We put on our headsets and then walked into the first concentration camp. The first thing that struck me was how different it was from the Killing Fields. The Killing Fields was a hodgepodge of places where rough buildings had once stood in a field. Auschwitz, though, was well preserved, clean, and orderly. It seemed a lot more dignified (if you can use a word like that for something as atrocious as this) than the Killing Fields. Neatly laid out buildings. Wide walkways. Evenly spaced lamp posts and trees. All of these things magnified and emphasized how systematic, heartless, and impersonal the Nazi’s selective eradication was.
Because of the order, it didn’t hit me until we got to a certain portion of our tour: the children portion. God has called me into Youth Ministry, and I even have a degree in Youth Ministry. I have a heart for children so coming to the part when they explained what had happened to pregnant women and children in general at the camp broke my heart. I saw the faces in pictures, and the silent tears began to fall.

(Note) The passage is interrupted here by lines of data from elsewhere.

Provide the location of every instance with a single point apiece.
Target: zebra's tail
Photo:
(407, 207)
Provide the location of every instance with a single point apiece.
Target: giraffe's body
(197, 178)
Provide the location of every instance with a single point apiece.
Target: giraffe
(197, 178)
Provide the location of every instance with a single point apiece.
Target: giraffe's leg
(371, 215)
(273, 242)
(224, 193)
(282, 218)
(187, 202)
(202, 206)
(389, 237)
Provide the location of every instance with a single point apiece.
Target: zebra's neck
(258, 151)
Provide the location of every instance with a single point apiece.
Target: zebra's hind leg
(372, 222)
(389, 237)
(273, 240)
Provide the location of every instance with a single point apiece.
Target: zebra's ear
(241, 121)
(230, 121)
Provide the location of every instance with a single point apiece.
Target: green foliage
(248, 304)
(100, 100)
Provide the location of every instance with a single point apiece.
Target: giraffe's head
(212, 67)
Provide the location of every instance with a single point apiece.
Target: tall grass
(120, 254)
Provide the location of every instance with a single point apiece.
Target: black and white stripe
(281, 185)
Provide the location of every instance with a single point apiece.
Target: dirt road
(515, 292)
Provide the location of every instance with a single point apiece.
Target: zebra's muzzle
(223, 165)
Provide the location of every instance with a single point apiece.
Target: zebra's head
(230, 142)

They got worse as I walked. The orderliness bore into me harder and harder as a looked at how systematic it all was. Heartbeat after heartbeat, tear after tear, it got stronger. I took out my ear buds so I couldn’t hear it anymore because I couldn’t handle it. As we got towards the back of this building, we came to a room where they had things they had collected from people as they were processed into the camp and stripped away their identity. I knew it was coming so when the rest of my group walked in, I slipped out the door and sat on the steps of another building, simply letting the tears fall. As I sat there, my group came out and went into the next building, but still, I sat there weeping for these people. They had come here under the pretense that they were going to have a better life there with good jobs and money. I imagined all the emotions that they would have gone through as the grasp of what was happening took hold of them as belongings and families were taken apart never to see each other again. So much hope turned to so many gut-wrenching, horrific emotions.

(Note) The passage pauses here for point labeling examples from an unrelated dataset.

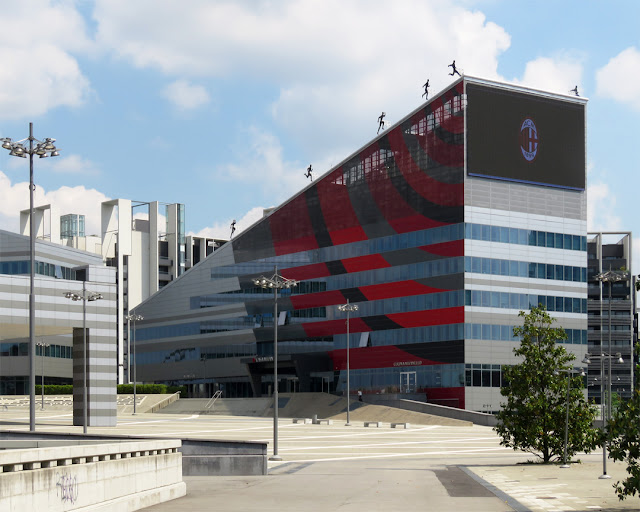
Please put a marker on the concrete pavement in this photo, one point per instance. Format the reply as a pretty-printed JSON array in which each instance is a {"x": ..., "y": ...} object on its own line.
[{"x": 334, "y": 467}]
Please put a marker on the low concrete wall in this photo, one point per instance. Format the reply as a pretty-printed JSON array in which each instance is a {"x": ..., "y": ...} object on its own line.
[
  {"x": 199, "y": 456},
  {"x": 223, "y": 458},
  {"x": 117, "y": 476},
  {"x": 478, "y": 418}
]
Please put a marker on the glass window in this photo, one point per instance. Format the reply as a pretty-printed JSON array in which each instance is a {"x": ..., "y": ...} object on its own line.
[
  {"x": 576, "y": 243},
  {"x": 523, "y": 237},
  {"x": 542, "y": 239},
  {"x": 567, "y": 242},
  {"x": 559, "y": 269}
]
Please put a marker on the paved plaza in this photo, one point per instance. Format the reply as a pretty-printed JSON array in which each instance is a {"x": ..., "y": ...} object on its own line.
[{"x": 356, "y": 468}]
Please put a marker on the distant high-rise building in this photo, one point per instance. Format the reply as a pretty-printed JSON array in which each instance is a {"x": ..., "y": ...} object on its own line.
[{"x": 145, "y": 242}]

As I sat there, some people looked at me but not many because we all knew how heavy it is. One woman slipped out of the same building and silently wiped her tears as I did. We shared a quick acknowledging glance and continued in our own thoughts.
As I sat there, I saw the bravest people that I encountered while I was there. Hasidic Jews with their large hats, curled hair, and long beards. I sat there for a long time watching them. There was an older couple with them who surely was old enough to remember the things that happened here. They wept and prayed quietly. I broke inside realizing that they must have known, or known of, people who had died here. So much hurt as I took the time to even think about walking in their shoes. Not only the hurts of the Jews but also well over 730,000 people who did not fit the Aryan-race ideal set out by the Nazis. So many shoes from so many backgrounds.
The tour continued, and I slipped in and out of the talks as I could handle it. As the tour came to a close at the main extermination camp, the tour guide thanked us for taking the time to come and take in what had happened. She said that she showed it to people so that the world may never forget what happened but also so that my generation would have a glimpse of what shaped their culture and the world.
I don’t have a nice way to wrap this up because there isn’t a way to wrap Auschwitz up nicely. That day I started to understand this culture. I started to feel for those people and the older people that we had been ministering to that month. I began to grasp a tiny part of who they were. It gave me more respect and love for them than I once had. As hard as it was, God used it to show me how His heart broke for these people and the things done. It broke my heart, but I know that He used it to give me a passion for these people that I would not have had. I feel like we can never truly minister to anyone until we understand where they’ve been. I also think that is why God loves us like no one else because He not only intimately knows the details of our past but also our future.